Après la proposition de la gratuité des trains express régionaux (TER), celle de la création d’un Fonds Régional d’Investissements (FRI) pour l’emploi et pour un nouveau mode de développement social et économique.
Des propositions concrètes qui touchent aux préoccupations quotidiennes des Provençaux, des Alpins et des Azuréens, en l’occurrence le pouvoir d’achat, le respect de l’environnement et l’emploi. D’autres suivront, guidées par le même objectif.
Loin des grands mots généralistes sur la précarité le chômage et autres tares de la politique du chef de l’État, à défaut des grands remèdes, Jean-Marc Coppola, tête de liste du Front de Gauche, propose le FRI, un outil pour optimiser l’efficacité de l’engagement financier du Conseil régional dans l’économie. Non pas pour que la collectivité se substitue aux banques, mais avec l’objectif de « produire un effet levier dans les dispositifs de financement, pour les rendre utiles à l’économie réelle ».
Le FRI, a indiqué, hier lors d’une conférence de presse, Jean-Marc Coppola, « aura pour
vocation, au lieu et place de l’attribution directe de fonds publics aux entreprises, d’assurer la bonification des taux des crédits qu’elles auront obtenus des banques en participant, lorsque
ces entreprises respectent les normes sociales et écologiques tout en créant des emplois, au remboursement de ces intérêts ». Pour les auteurs de cette proposition, l’intervention de la
Région par le biais du FRI devrait lui donner « un statut d’actionnaire public, lui permettant de siéger, même temporairement aux conseils d’administration des entreprises
aidées, afin de contrôler leur gestion et d’empêcher les délocalisations ». Un « point d’appui pour les salariés de l’entreprise », et pour « influer en amont sur les choix de celle-ci plutôt que de se contenter d’un contrôle en aval ».
Une réelle ambition industrielle
Un tel outil permettrait à la Région d’« impulser la croissance de l’économie sociale et solidaire » ainsi que celle des très petites, petites et moyennes
entreprises (TPE et PME) locales.

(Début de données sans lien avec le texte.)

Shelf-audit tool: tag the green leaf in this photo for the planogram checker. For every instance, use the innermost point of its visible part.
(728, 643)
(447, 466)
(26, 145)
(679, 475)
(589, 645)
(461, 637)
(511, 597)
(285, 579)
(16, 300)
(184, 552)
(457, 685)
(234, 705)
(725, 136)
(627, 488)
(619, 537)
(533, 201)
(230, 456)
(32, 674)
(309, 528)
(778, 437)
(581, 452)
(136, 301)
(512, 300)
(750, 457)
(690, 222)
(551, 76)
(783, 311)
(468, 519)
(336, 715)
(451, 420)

Un bon moyen pour la « mise en œuvre d’une réelle ambition industrielle dans notre Région ». Pour la présentation de cette
proposition, Jean-Marc Coppola était accompagné par Hélène Le Cacheux, dirigeante nationale du Parti de Gauche et candidate en troisième position des candidats des Bouches-du-Rhône sur la liste
du Front de Gauche en Paca, et Pierre Dharréville, Secrétaire départemental et dirigeant national du PCF.

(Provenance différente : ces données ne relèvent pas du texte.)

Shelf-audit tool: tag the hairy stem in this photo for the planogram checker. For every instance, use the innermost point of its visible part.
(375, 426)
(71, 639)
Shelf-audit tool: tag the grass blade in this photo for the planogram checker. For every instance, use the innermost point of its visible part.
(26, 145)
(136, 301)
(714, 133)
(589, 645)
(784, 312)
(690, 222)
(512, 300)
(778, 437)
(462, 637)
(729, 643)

Sans nul doute considèrent-ils, un tel outil assorti de l’intervention en direction des banques des citoyens qui y mettent leur argent (salaire, retraite, économies) permettrait de prévenir des situations comme celle à laquelle est aujourd’hui confrontée Net-Cacao. Mais a indiqué Jean-Marc Coppola, il est urgent d’agir sur ce dossier sans attendre la mise en place de la nouvelle majorité régionale. Parce que « le 21 mars, il sera trop tard ».